O primeiro aeroporto da minha vida foi o de Brasília. Menina, eu o via em fotografias (de papel) que o
pai havia trazido de longas viagens para o outro lado do mundo. Era uma
caixinha branca e comprida de madeira e de dentro dela saíam homens elegantes e
algumas mulheres ainda mais elegantes. Ao longe, a vastidão do Cerrado e, bem
de perto, a potência dos aviões. ( Encontros e desencontros no
aeroporto de uma cidade)
A construção do aeroporto de
Brasília é, dentre os feitos da nova capital, um dos mais heroicos.
Dito de modo menos romântico, é dos que mais representam a capacidade inventiva
e a resistência física e psíquica dos candangos. O engenheiro
responsável pela pista de pouso está com 93 anos. É carioca, mora no Rio e se
chama Atahualpa Schimitz da Silva Prego. (Ele precisou de mais de 3 mil páginas
para escrever as suas memórias candangas. Estão prontas, à espera de editora).
Chovia muito no tempo da construção de nova capital. Eram seis meses de seca, seis de chuva. As
obras da pista começaram em novembro de 1956, início da invernagem. Era preciso
abrir a estrada, fazer a terraplenagem e a compactação da terra, mas as águas
caíam incessantemente, conta doutor Atahualpa.
Estabeleceu-se um regime de trabalho de 24 horas,
nas quais se esperava a mínima estiagem para retomar as obras. Às vezes, eram
duas horas sem chuva para 22 de aguaceiro.
Se havia
uma vantagem, era a de que as poças indicavam os defeitos na pista e traziam
quero-queros para banhos de piscina. A fim de evitar mais lama, os candangos
tiravam com latas a água da chuva dos microlaguinhos que se formavam na pista.
A primeira estação de passageiros de Brasília era
um mimo da arquitetura moderna em madeira.

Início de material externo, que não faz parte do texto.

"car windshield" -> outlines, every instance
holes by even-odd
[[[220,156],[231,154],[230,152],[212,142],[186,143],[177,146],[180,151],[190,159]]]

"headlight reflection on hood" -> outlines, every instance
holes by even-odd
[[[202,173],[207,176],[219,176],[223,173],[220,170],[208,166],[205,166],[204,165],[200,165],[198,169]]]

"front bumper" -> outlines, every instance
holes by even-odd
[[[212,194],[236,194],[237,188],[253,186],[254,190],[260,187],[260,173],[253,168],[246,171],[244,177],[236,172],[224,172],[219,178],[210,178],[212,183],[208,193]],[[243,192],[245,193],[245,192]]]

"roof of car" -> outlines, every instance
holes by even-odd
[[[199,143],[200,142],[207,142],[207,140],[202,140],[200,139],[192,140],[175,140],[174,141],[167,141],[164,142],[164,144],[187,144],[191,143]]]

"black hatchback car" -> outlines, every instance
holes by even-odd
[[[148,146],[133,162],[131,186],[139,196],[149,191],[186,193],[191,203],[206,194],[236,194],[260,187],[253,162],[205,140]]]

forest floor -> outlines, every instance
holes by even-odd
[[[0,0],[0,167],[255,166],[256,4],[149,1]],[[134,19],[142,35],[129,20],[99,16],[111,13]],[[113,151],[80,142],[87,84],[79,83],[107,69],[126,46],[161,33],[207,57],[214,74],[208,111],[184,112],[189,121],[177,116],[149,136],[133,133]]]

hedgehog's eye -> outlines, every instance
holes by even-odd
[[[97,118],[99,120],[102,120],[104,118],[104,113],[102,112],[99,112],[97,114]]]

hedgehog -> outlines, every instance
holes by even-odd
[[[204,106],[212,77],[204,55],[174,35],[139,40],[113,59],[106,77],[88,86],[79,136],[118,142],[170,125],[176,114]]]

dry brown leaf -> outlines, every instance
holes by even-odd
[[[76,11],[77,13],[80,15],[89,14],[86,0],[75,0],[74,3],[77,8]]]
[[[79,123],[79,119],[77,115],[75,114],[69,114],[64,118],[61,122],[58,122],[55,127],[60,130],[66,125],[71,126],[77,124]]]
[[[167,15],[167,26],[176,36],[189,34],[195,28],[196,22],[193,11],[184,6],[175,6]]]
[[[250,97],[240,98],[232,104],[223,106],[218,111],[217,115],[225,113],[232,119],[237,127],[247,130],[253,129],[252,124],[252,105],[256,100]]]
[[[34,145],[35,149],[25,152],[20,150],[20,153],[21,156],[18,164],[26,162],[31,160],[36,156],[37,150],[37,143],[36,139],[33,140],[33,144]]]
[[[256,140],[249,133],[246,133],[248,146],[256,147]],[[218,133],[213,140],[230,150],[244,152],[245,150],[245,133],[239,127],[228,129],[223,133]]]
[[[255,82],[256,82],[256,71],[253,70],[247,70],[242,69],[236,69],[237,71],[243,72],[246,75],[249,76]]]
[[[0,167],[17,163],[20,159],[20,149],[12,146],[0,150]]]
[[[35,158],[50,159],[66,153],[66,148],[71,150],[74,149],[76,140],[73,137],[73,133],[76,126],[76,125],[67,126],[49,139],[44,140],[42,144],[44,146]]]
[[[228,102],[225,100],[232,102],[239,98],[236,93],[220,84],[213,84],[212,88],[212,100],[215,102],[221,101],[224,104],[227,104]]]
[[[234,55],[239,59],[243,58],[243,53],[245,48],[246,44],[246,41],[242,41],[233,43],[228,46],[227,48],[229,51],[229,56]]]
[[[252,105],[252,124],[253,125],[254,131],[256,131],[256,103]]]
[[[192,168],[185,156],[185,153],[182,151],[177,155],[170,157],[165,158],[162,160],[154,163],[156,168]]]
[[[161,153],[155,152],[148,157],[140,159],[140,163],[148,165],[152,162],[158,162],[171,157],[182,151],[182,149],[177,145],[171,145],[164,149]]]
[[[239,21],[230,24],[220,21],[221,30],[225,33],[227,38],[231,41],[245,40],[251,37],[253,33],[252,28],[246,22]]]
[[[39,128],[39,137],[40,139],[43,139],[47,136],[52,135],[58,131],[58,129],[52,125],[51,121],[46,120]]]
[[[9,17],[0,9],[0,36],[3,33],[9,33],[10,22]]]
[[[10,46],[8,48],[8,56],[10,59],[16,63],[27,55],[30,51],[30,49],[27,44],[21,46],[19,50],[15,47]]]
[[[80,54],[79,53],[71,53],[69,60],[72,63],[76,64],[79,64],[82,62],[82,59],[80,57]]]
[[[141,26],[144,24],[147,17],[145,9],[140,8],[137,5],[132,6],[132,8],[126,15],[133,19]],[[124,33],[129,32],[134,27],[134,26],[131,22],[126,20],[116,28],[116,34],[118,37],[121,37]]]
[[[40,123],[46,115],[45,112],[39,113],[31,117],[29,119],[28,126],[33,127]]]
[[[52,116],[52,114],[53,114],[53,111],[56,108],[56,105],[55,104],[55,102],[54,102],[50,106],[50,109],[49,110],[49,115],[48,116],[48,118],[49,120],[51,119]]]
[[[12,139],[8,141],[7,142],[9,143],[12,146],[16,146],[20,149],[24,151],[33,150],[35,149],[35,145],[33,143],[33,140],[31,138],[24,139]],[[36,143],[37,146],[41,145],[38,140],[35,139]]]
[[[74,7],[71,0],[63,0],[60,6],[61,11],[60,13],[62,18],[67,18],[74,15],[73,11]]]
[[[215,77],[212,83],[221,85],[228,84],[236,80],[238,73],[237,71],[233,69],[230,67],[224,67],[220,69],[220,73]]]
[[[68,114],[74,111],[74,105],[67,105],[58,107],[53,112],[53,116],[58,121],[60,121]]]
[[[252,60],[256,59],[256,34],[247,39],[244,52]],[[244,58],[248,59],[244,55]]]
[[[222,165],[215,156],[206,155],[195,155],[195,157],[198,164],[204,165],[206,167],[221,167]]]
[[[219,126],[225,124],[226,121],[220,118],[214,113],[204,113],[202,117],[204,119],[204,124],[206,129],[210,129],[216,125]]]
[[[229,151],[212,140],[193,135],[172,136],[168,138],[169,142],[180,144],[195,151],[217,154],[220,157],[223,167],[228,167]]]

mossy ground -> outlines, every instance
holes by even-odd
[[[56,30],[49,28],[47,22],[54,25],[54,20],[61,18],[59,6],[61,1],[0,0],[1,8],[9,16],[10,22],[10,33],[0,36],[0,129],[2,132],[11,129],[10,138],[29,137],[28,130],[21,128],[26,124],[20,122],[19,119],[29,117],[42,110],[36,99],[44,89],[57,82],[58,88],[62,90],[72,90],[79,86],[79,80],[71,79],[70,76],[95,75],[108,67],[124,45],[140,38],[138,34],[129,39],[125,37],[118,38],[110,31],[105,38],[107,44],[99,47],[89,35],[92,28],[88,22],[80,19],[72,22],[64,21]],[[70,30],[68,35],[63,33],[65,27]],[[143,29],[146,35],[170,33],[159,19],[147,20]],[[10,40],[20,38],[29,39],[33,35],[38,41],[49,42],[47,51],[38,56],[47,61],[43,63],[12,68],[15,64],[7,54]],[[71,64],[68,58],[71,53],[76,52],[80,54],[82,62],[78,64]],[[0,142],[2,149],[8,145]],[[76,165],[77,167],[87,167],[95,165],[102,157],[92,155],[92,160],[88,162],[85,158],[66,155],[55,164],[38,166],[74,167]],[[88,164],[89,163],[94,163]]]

Caixinha retangular com
treliças de um lado e estreito avarandado de outro.
O aeroporto era o ponto de encontro dos funcionários graduados. Era lá
que recebiam os jornais do Rio e de São Paulo, as encomendas da família, que
bisbilhotavam a chegada dos muitos visitantes brasileiros e estrangeiros, que
se pedia para algum passageiro levar uma carta. Surgiu a Associação dos
Frequentadores do Aeroporto de Brasília. ( Encontros e desencontros no aeroporto de uma cidade)
E se estávamos em Brasília, o projeto do
aeroporto definitivo tinha de ser de Oscar. O arquiteto fez
um desenho inspirado no Charles de Gaulle, de Paris, mas naquele começo dos
anos 1970 os militares não aceitaram que um comunista projetasse o aeroporto da
capital do Brasil. No projeto de Niemeyer, havia uma estação circular com
colunas que lembravam as do Palácio do Planalto. O arquiteto comunista
esperneou um bocado, mas não adiantou.
Passadas
duas décadas, o aeroporto voltou a ter a inspiração modernista de Oscar. Foi
quando o arquiteto Sérgio Parada desenhou um volume central, retangular,
ladeado por dois volumes circulares. Parada, de filiação moderna, desenvolveu o
projeto a partir do desenho original de Niemeyer.
Quando o
aeroporto foi privatizado, em 2012, houve nova ampliação, sem que o autor do
projeto fosse consultado. Sérgio Parada esperneou um bocado. Em vão. Mas o
desenho original está de pé.
O maior dos não-lugares de Brasília é o terceiro aeroporto mais pontual do mundo e também o
terceiro, no Brasil, em número de embarques e desembarques.
São
Paulo, no Brasil, e Miami, fora, são os destinos mais frequentes dos voos que
saem desta cidade que, como anjos, tem asas.